François Furet explique que le séjour de Romain
Rolland fut un succès pour l’U.R.S.S. en matière de propagande.
L’Union soviétique veut donc renouveler l’expérience :
après plusieurs hésitations, mais néanmoins flatté, Gide cède.
Il arrive à Moscou, un an après Rolland, avec son compagnon de
voyage Pierre Herbart, qui était rentré d’U.R.S.S. depuis
quelques temps. Il retrouve ensuite à Leningrad quatre de ses amis
proches qui sont aussi du voyage : Eugène Dabit, Jef Last,
Louis Guilloux et Jacques Schiffrin. Il reçoit de la part des
soviétiques un accueil des plus chaleureux, rien n’est laissé au
hasard. L’U.R.S.S. avait fait imprimer 300 000 cartes postales de
son portrait11.
Selon
Thierry Maulnier, le mythe marxiste repose en Occident sur la
confusion entre humanisme et humanitaire. L’humanisme, qui peut se
définir comme le souci de connaissance par la culture, du plus haut
développement de l’esprit en vue de la réalisation de soi et du
bonheur personnel de l’homme, est confondu avec l’humanitaire qui
lui tend à l’égalité entre tous, égalité sociale, mais aussi
égalité dans le savoir et les esprits. De là, un risque
d’uniformisation et de stagnation des productions culturelles
apparaît, et que l’humanisme méconnaît. La « morale
humanitaire12 »
occidentale issue du marxisme prend donc sa source d’une part dans
l’humanisme, avec la notion d’intellectualisme, et d’autre part
dans le christianisme, avec la notion de charité. Elle exerce toute
sa fascination sur Gide, l’auteur ayant pour obsession l’humanité
dans son sens global.
De plus, comme l’explique Lucien Duran,
l’écrivain éprouve un mal être profond, notamment depuis son
voyage au Congo en 1925 :
Gide traverse une des périodes de forte tension de son existence. Les événements l’ont bousculé, arraché (du moins pour cette période) à l’art. Il est allé trop loin dans la découverte de la souffrance physique, la plus insupportable, s’il faut en croire Montaigne13.

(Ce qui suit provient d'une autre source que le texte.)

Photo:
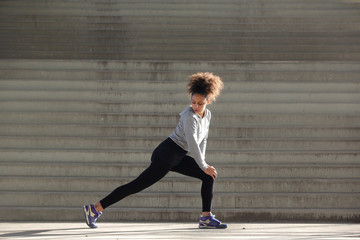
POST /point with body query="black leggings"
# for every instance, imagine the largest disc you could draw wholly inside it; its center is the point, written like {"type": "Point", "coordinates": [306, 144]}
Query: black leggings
{"type": "Point", "coordinates": [168, 156]}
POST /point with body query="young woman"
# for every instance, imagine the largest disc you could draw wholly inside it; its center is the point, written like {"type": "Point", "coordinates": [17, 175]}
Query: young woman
{"type": "Point", "coordinates": [183, 152]}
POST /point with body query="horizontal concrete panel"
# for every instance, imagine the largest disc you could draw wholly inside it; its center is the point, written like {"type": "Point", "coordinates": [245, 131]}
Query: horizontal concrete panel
{"type": "Point", "coordinates": [181, 214]}
{"type": "Point", "coordinates": [260, 171]}
{"type": "Point", "coordinates": [174, 108]}
{"type": "Point", "coordinates": [174, 76]}
{"type": "Point", "coordinates": [140, 96]}
{"type": "Point", "coordinates": [171, 119]}
{"type": "Point", "coordinates": [212, 157]}
{"type": "Point", "coordinates": [173, 66]}
{"type": "Point", "coordinates": [110, 143]}
{"type": "Point", "coordinates": [121, 130]}
{"type": "Point", "coordinates": [164, 87]}
{"type": "Point", "coordinates": [184, 200]}
{"type": "Point", "coordinates": [181, 184]}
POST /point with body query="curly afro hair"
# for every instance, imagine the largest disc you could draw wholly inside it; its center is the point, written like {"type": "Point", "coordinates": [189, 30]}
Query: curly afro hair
{"type": "Point", "coordinates": [205, 83]}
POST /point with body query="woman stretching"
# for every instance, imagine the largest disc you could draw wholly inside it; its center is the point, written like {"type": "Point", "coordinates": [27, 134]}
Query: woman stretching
{"type": "Point", "coordinates": [183, 152]}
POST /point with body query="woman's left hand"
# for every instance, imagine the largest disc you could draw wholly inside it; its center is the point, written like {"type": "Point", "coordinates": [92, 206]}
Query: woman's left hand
{"type": "Point", "coordinates": [211, 171]}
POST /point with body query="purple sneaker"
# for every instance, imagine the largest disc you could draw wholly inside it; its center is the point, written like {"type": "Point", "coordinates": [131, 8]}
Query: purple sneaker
{"type": "Point", "coordinates": [91, 215]}
{"type": "Point", "coordinates": [211, 222]}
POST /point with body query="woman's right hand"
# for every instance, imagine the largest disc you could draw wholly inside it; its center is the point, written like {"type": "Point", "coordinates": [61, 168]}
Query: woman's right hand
{"type": "Point", "coordinates": [211, 171]}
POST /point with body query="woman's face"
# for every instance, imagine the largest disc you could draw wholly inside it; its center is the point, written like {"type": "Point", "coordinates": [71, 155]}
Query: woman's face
{"type": "Point", "coordinates": [199, 103]}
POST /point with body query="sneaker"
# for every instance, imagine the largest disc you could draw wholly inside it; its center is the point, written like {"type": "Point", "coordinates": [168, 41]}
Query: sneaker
{"type": "Point", "coordinates": [211, 222]}
{"type": "Point", "coordinates": [91, 215]}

Choqué par ce qu’il a vu, l’esthète
s’éloigne de son art au profit de « la cause des peuples14 ».
Quand la réalité est trop grave, elle ne peut être retranscrite
par le roman, l’art ne suffit plus. François de Roux écrivait :
« Il n’y a, pour lui, qu’un seul problème, qui les englobe
tous : le problème de l’homme et de sa destinée. L’art est
une limite arbitraire de ces problèmes15. »

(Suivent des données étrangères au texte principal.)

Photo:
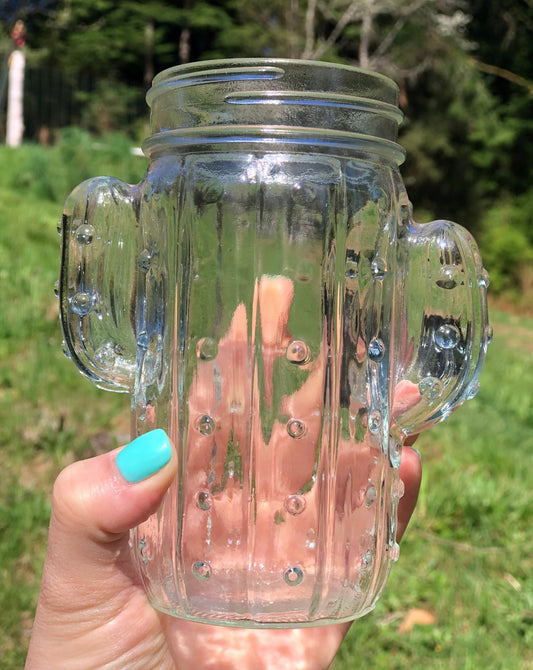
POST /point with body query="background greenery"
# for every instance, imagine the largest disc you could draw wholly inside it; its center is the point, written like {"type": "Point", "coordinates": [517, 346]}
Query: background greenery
{"type": "Point", "coordinates": [461, 595]}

Ainsi Gide considère-t-il la question sociale comme relais de la
création littéraire : « Si les questions sociales
occupent aujourd’hui ma pensée, c’est aussi que le démon
créateur s’en retire. Ces questions n’occupent la place que
l’autre ne l’ait déjà cédée16. »
Le mythe soviétique s’impose à l’écrivain en panne
d’inspiration, et ayant perçu le monde autrement : « Ce
besoin anxieux de rejoindre le monde des hommes, de les servir, la
grande expérience soviétique paraît à Gide la seule qui puisse
désormais le satisfaire17. »
Il est, en outre, attiré par l’U.R.S.S. parce
qu’il l’est par la foule et notamment par la jeunesse. Ayant
toujours eu pour obsession la crainte de la dégénérescence
physique, l’auteur s’est toujours senti proche des
jeunes qui lui communiquent leur enthousiasme, et en qui il aperçoit
l’aube du nouvel avenir. Ainsi Jean Loisy18
établissait-il un parallèle entre l’engagement de Gide et son
œuvre de 1907, Le Retour de l’Enfant prodigue. L’intrigue,
en effet, relate l’histoire de l’enfant quittant le domicile
familiale par soif d’aventure et volonté de découvrir le monde.

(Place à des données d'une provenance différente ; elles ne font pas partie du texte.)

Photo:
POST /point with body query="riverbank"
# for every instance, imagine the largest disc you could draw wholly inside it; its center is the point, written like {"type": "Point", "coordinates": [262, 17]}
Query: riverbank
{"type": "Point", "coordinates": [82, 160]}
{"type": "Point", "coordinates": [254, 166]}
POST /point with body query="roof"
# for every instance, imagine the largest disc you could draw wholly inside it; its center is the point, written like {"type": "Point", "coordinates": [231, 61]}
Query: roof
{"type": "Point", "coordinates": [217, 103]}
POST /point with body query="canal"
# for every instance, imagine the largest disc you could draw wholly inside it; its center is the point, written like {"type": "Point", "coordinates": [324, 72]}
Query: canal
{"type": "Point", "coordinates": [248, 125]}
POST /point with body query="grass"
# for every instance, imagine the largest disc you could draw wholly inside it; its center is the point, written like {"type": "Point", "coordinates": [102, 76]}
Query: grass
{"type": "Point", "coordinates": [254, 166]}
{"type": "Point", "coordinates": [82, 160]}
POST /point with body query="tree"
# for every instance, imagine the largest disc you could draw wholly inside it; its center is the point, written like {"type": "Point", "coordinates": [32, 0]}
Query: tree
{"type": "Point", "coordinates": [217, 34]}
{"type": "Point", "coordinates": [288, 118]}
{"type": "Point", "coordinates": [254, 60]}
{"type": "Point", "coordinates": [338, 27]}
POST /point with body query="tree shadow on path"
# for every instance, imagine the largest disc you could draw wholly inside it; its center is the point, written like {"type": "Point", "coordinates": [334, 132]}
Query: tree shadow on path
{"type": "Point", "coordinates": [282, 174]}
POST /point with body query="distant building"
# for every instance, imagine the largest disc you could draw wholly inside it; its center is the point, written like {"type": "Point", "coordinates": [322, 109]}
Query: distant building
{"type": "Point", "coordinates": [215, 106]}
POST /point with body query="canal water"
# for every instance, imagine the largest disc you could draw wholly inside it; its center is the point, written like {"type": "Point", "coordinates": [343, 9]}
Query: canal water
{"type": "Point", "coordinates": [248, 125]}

Vaincu par la misère, il rentre chez son père. À
la différence de l’Évangile,
celui-ci, à présent trop vieux, va ensuite aider son frère cadet à
partir à son tour. Gide serait alors, par son engagement pour le
soviétisme, semblable à cet enfant : à la recherche du
nouveau monde, et de l’homme nouveau, mais conscient de son grand
âge, il va encourager la jeunesse soviétique. Jean Guéhenno
décrivait Gide ainsi : « Un homme qui vieillit et
qui veut mourir jeune : tel m’apparaît M. Gide. Il ne veut
surtout pas que la mort le saisisse, prononçant une parole de
vieux19.
[...] » La fatigue de son voyage en Afrique et sa progression
dans l’âge l’amenaient « à subir et à amplifier
l’attrait de cette terre jeune et ardente20 ».
Aussi Gide déclarait-il lors de son allocution du 21 mars 1933 :
Jeunes gens de l’U.R.S.S., de tout cœur j’étais avec vous dès avant votre avènement dans l’histoire. Mais ce qui devait devenir, grâce à vous, réalité, ne m’apparaissait encore qu’utopie. Je doutais qu’une réalisation fut aussitôt possible, de ce que j’osais à peine entrevoir. Voilà pourquoi ce que vous apportez à notre vieux monde de jeune, de vivace et de neuf, mon cœur l’accueille avec reconnaissance : des raisons de dévouement enthousiaste qui redonnent du goût à la vie. […] Grâce à vous sera ce que l’on déclarait ne pas pouvoir être. Vous avez brisé les chaînes d’un passé qui pèse encore sur nous lourdement. Jeunes gens de l’U.R.S.S., merci pour cet immense espoir que vous permettez à nos cœurs et pour votre exemple admirable. Désormais, c’est les regards tournés vers vous que nous marchons21.
Tout concourt ainsi pour que Gide se rallie au
communisme au début des années 1930 :
Voyageur philosophe, nouveau Montaigne, il a dénoncé les violences de la colonisation française en Afrique. Bien qu’il ait emprunté à Nietzsche des accents littéraires, le fond de son esprit est fait des Évangiles d’une foi christique, mélange instable de révolte et de culpabilité, chemin classique vers les utopies révolutionnaires22.
De plus, Gide attend beaucoup du
développement de la culture. Porté par la révolution d’Octobre,
l’essor des préoccupations culturelles enthousiasment l’esthète.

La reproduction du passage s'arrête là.